Certainly, the least secure aspect of any cloud deployment is your Web applications and how they are connected to the rest of your cloud-based infrastructure. The challenge is being able to virtualize as many of your protective devices as you have for your on-premises servers, such as load balancers, intrusion prevention appliances, firewalls, and other gear. The major cloud providers are beginning to add these tools to their list of services so that IT developers can migrate their applications over to the cloud and still maintain the level of security that they have come to expect with the ones running inside their own data centers.
This is an issue so that that pre-dates the birth years of the teen hackers that are using them: remember when SQL injection was first discovered? It is still an issue
And there is a new variant on SQL injection, called Blind SQL Injection, that OWASP describes this way: This is a type of SQL injection attack that asks the database true or false questions and determines the answer based on the application’s response. This attack is often used when the Web application is configured to show generic error messages but has not mitigated the code that is vulnerable to SQL injection. f the attacker is able to determine when his query returns True or False, then he may fingerprint the RDBMS. This will make the whole attack much easier. The number of attacks isn’t predictable, as you can see from this analysis from an IBM research report. OWASP has a number of recommendations, including range checking and enforcing least privilege best practices.

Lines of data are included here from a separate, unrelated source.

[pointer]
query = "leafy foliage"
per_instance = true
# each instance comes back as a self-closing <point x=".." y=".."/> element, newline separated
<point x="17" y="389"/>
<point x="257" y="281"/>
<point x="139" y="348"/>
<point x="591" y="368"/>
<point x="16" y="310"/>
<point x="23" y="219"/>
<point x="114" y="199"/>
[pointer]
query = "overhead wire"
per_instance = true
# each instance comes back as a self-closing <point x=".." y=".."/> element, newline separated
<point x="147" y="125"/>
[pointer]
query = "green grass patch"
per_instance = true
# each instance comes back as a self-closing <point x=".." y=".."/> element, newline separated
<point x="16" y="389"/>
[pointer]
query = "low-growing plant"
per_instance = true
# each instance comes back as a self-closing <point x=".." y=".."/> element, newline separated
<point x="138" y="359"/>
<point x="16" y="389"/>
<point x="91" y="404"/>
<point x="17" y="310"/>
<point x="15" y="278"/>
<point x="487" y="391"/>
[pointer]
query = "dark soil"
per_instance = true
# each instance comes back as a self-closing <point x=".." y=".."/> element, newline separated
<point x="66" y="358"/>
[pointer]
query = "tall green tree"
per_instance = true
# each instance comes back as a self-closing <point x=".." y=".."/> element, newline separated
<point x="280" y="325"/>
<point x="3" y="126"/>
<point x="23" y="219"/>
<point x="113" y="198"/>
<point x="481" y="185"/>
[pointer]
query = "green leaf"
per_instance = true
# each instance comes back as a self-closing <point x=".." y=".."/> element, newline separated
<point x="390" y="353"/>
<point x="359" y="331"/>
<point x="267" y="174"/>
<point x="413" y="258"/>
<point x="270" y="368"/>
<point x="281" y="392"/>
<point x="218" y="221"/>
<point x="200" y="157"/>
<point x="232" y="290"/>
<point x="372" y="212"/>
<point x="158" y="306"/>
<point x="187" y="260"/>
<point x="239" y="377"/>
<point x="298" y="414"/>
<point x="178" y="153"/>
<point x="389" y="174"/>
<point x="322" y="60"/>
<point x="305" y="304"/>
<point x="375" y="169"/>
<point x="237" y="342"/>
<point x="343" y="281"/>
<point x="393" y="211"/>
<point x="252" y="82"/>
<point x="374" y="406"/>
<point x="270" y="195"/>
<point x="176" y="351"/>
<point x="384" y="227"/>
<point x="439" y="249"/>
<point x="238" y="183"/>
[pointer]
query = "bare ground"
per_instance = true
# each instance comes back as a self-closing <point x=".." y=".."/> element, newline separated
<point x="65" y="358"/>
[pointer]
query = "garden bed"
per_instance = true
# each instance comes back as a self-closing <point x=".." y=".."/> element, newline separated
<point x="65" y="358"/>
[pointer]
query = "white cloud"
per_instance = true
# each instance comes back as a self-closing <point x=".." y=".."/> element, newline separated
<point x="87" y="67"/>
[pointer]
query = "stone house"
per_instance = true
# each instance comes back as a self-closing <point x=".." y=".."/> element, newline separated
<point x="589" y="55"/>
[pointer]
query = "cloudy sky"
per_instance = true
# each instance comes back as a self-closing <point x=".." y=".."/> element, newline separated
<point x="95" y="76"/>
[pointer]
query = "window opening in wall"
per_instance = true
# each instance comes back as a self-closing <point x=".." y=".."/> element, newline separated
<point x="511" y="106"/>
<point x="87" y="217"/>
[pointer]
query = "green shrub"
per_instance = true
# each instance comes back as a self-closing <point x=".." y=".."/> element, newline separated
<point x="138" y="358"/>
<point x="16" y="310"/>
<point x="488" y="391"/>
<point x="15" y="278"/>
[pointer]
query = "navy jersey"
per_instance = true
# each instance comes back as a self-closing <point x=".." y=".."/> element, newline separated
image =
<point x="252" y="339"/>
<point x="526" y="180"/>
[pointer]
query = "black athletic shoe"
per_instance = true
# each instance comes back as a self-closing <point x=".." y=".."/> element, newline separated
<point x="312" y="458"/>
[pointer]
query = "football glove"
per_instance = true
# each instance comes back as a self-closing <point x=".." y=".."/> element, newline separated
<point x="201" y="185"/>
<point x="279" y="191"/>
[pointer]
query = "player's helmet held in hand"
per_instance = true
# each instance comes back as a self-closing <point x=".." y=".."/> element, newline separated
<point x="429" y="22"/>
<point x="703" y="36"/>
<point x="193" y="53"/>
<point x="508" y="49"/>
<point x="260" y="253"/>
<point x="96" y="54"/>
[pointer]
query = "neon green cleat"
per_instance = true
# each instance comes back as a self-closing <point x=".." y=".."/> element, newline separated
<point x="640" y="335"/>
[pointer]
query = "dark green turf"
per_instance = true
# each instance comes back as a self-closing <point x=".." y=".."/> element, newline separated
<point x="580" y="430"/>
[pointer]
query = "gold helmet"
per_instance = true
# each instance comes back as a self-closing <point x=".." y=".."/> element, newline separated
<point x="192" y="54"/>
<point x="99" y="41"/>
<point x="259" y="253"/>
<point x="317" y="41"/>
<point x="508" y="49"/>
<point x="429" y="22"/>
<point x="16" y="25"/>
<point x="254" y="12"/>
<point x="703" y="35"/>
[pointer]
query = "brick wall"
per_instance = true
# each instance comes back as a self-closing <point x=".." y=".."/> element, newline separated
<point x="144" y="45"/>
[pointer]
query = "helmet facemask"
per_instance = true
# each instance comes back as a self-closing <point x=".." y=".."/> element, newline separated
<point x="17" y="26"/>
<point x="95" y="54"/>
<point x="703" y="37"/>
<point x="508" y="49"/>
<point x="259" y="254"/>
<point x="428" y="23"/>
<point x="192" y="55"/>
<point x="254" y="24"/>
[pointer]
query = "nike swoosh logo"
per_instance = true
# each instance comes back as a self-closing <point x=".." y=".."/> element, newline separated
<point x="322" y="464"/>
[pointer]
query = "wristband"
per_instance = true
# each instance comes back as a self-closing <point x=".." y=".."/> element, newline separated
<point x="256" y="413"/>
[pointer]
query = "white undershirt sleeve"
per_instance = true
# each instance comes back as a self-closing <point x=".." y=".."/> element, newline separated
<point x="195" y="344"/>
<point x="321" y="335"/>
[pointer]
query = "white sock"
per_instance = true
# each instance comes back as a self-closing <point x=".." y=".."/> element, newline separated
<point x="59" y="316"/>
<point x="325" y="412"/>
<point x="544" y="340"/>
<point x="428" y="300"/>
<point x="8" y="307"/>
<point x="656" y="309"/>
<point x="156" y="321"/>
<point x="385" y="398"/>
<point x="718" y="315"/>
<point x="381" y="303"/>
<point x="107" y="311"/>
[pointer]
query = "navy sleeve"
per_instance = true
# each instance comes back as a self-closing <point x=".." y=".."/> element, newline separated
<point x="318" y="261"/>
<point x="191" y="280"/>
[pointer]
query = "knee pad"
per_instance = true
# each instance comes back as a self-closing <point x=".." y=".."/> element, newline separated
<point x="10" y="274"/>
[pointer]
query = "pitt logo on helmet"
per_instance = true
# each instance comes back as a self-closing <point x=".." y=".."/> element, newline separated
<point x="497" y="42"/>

Finally you want to use stronger authentication methods to secure your cloud access, such as these options from Onelogin, a single sign on vendor that offers a variety of multifactor tools. When all of your assets are just a username and password away, it makes sense to implement multi-factor authentication (MFA) and single sign-on methods (SSO) to better protect these assets. The SSO tools are getting better at supporting a wider array of cloud-based applications and circumstances. Most SSO products now automate the logins for thousands of applications. Some SSO tools such as SecureAuth, Okta, Ping and Centrify can specify MFA for particular applications as part of a risk-based authentication approach. This makes using SSO a powerful protective tool and can secure logins better than relying on users to choose individual passwords. It also means that IT can play a more critical role in defining cloud-based assets and matching up the appropriate security levels.